Éste ha debido ser el caso que en las últimas semanas ha ocupado los comentarios de los periódicos y los canales de televisión. Ha sido una más de las serpientes del final de este caluroso verano y, dentro de unos días ya nadie se acordará del individuo, aún desconocido, que colgó las fotos inconvenientes de una señora en las redes sociales, traicionando a la propietaria y mostrado al propio tiempo su falta de hombría de bien y pundonor. Tampoco, tras unos días de rumores y murmullos, la protagonista deberá sufrir mayor bochorno o conmiseración que el de su propia estulticia.  Sin embargo, por aquello de escarmentar en cabeza ajena, podríamos sacar de este hecho, deleznable en muchos sentidos, alguna buena lección.

Hace ya tiempo que venimos presenciado que las faltas de respeto son el pan nuestro de cada día; que las buenas maneras desaparecen como por arte de magia; que el quítate tú para ponerme yo rema en todas direcciones y que las relaciones familiares, empresariales, políticas y laborales de cualquier signo están basadas en un egoísmo a ultranza y en una serie de connotaciones que poco tienen que ver con el esfuerzo, el mérito, la educación y el buen hacer. La descalificación; el insulto; el grito; la provocación y la ausencia del buen gusto preside conversaciones, tertulias y comentarios en los distintos medios de comunicación.  Todos quieren hablar a la vez, no se respetan turnos ni argumentos y acaba siendo un guirigay de imposible factura. De otro lado, el ser humano ha pasado a ser un artículo comercial mejorable a base de ejercicios de musculatura en salones repletos de distintas y carísimas maquinarias; de la implantación de órganos plastificados que disimulen carencias o las suplan; o de la ejecución de operaciones quirúrgicas de embellecimiento, con mejor o peor resultado, pero siempre de altísimo coste. La vejez es algo que no solo hay que prevenir sino curar, porque las arrugas ya no son signo de haber vivido sino de que ya no hay vida para quien se presenta con ellas ante la sociedad.  

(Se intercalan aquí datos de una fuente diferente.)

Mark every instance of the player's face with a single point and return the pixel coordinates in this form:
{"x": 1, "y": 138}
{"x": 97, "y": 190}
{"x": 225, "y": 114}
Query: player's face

Mientras, la juventud, que es el único valor que cotiza al alza, contempla el estúpido ejemplo que les damos al tiempo que, desesperanzada desde el paro, ve como van pasando los años por ellos, sin trabajo, sin ganancia, sin el menor acicate que mejore su vida, apenas sin estrenar.

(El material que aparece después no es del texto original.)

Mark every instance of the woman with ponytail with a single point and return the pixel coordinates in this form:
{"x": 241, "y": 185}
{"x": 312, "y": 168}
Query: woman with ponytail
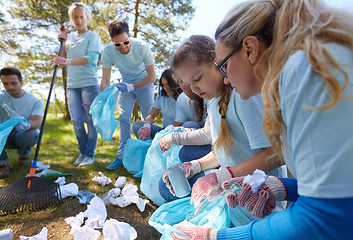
{"x": 299, "y": 54}
{"x": 239, "y": 144}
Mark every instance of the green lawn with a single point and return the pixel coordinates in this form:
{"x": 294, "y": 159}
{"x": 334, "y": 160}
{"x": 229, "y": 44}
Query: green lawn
{"x": 59, "y": 149}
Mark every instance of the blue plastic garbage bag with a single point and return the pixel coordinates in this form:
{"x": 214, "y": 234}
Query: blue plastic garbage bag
{"x": 135, "y": 152}
{"x": 102, "y": 111}
{"x": 155, "y": 165}
{"x": 6, "y": 128}
{"x": 215, "y": 215}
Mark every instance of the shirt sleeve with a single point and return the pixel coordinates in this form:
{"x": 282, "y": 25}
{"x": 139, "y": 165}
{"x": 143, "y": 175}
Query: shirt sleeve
{"x": 107, "y": 60}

Ciertamente, no son todos estos elementos los que ayudan a propiciar el respeto ajeno, porque va resultando complicado respetarse a uno mismo en esta situación, y un día de tantos días ociosos se encuentra una palabra afable y atrayente en cualquier chat al uso, y al otro se entabla una amistosa relación y comienza el divertimento con la exposición de unas fotos que te hiciste aquel verano mágico de tu vida, y las difundes por la red sin pudor, y tu cuerpo desnudo se pasea por millones de retinas y tu ya no eres más que un cuerpo expuesto al sol… y como el agua derramada, ya no hay quien recupere el respeto perdido, simplemente porque tú, homo sapiens pero menos, no lo  tuviste contigo mismo cuando un buen día se te ocurrió una idea absurda y, seguro que sin pensarlo detenidamente,  apretaste la tecla de tu ordenador.